Eye Diseases | 3 Common Eye Conditions

Eye doctors, examine patients for a wide variety of possible eye conditions, and diseases. These can range from the extremely rare, to those more commonly observed. In this video let’s examine some of the most common eye diseases, such as cataracts, macular degeneration, and glaucoma.

Cataracts
Cataracts, is an eye condition commonly found in adults 40 years of age or older, impacting approximately 20% of this demographic. This particular eye condition, is usually expressed by the clouding of the natural crystalline lens within the eye. The phenomenon is basically caused by the aging of the protein content in the lens. Some of the symptoms related to cataracts may include sensitivity to light, experiencing blurry or cloudy vision, and increased difficulty seeing at night.

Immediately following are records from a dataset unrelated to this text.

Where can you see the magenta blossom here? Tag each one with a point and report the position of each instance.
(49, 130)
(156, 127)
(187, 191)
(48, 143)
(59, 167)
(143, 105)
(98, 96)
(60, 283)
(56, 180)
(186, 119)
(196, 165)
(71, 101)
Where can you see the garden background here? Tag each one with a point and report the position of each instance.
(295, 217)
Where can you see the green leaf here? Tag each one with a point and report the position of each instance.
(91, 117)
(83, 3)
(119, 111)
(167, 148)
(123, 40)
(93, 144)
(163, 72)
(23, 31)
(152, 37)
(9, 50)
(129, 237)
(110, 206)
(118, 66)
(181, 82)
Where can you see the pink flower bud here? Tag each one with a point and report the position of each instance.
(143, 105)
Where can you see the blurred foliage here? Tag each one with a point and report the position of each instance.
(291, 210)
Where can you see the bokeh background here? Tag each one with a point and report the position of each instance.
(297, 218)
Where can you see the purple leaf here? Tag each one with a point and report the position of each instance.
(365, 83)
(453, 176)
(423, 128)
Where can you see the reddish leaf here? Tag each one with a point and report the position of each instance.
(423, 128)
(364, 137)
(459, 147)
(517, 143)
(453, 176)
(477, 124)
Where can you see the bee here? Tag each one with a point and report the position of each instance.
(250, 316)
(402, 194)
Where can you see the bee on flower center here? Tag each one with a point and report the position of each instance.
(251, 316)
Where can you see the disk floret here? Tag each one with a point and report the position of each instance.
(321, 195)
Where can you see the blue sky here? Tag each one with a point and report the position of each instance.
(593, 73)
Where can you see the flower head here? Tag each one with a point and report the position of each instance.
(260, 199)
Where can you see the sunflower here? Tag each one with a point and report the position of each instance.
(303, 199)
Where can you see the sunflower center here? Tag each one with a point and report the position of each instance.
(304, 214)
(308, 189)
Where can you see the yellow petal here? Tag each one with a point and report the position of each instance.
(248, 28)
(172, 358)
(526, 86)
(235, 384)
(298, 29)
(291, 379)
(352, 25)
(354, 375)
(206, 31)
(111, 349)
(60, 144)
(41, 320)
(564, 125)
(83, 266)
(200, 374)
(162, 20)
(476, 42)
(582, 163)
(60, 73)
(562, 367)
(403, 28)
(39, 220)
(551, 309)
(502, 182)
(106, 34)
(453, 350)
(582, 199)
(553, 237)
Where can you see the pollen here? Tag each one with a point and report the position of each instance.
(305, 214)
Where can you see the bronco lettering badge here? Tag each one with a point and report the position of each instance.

Cataracts can develop due to:
a genetic predisposition.
physical eye injury or trauma.
or due to certain medical disorders such as diabetes.

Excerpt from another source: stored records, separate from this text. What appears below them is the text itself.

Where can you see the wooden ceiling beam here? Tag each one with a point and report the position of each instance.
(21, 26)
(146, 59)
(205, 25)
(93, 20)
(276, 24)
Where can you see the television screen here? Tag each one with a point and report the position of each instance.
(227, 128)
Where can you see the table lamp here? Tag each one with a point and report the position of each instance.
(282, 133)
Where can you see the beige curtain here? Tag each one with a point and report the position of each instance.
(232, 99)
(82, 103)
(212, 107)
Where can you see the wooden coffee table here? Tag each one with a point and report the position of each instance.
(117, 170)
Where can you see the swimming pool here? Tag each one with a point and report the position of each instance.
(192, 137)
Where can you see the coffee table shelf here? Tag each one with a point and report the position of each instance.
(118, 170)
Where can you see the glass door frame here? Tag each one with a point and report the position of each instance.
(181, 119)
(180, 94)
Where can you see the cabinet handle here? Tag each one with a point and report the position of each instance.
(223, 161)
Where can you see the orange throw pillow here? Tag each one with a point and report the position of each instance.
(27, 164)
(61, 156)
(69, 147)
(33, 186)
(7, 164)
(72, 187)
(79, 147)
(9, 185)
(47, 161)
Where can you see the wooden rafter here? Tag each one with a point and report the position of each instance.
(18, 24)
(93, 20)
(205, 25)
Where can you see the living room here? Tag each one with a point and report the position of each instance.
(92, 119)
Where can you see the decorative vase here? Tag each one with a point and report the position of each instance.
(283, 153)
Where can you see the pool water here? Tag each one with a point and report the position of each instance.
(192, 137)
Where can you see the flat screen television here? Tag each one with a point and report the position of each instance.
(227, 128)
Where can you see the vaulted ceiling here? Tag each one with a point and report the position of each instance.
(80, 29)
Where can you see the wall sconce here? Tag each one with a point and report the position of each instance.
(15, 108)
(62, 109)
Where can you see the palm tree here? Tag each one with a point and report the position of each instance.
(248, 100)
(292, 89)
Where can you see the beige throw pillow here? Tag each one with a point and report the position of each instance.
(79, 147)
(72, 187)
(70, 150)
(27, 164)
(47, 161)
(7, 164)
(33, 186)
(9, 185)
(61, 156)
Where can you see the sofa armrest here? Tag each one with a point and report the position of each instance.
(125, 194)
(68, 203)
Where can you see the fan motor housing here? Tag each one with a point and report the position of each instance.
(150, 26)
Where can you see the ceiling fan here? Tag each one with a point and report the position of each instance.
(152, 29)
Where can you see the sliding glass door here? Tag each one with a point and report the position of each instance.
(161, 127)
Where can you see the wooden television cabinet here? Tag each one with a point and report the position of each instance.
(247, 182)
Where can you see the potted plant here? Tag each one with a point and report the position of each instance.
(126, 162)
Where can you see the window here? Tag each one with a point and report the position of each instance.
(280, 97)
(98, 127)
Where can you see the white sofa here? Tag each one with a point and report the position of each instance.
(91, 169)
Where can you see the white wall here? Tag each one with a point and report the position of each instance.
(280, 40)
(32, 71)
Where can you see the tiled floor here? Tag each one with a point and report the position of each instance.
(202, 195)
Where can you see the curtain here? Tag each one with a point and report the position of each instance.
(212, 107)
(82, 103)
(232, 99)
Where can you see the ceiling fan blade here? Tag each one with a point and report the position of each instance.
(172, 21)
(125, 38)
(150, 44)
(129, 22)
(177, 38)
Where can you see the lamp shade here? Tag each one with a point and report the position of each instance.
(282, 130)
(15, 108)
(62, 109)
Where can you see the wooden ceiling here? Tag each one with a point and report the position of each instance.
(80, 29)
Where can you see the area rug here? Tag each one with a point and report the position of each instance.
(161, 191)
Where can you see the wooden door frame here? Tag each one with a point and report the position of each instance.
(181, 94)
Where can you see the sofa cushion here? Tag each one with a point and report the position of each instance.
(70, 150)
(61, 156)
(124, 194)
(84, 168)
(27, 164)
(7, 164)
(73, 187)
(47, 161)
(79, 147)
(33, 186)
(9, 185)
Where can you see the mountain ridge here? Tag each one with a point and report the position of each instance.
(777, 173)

Depending on the severity of individual cases a person can opt to traet the condition through.
The use if corrective lenses.
special eye drops, to help remove any protein build up on the eye’s natural lens.
or undergo a surgical procedure, to replace the cloudy natural lens, with a clear artificial lens.

Another common disease is, Macular Degeneration.
This eye condition, is defined as the deterioration of the retina, and is the leading cause of vision loss. An individual, with this eye condition, may experience, blurry vision, and loss of the central, or peripheral vision.

Little is understood, or known about the causes behind this disorder, however, the most important risk factors seem to be:
age related.
race.
genetics.
and smoking.

Although there are currently no treatments available, for macular degeneration, a person can decrease risk by:
following a healthy diet.
exercising.
and not smoking.

The last disease we will discuss is Glaucoma.
Glaucoma is a disease that directly damages the optic nerve. Eye pressure build up, within the eye, is the most common offender in causing the damage.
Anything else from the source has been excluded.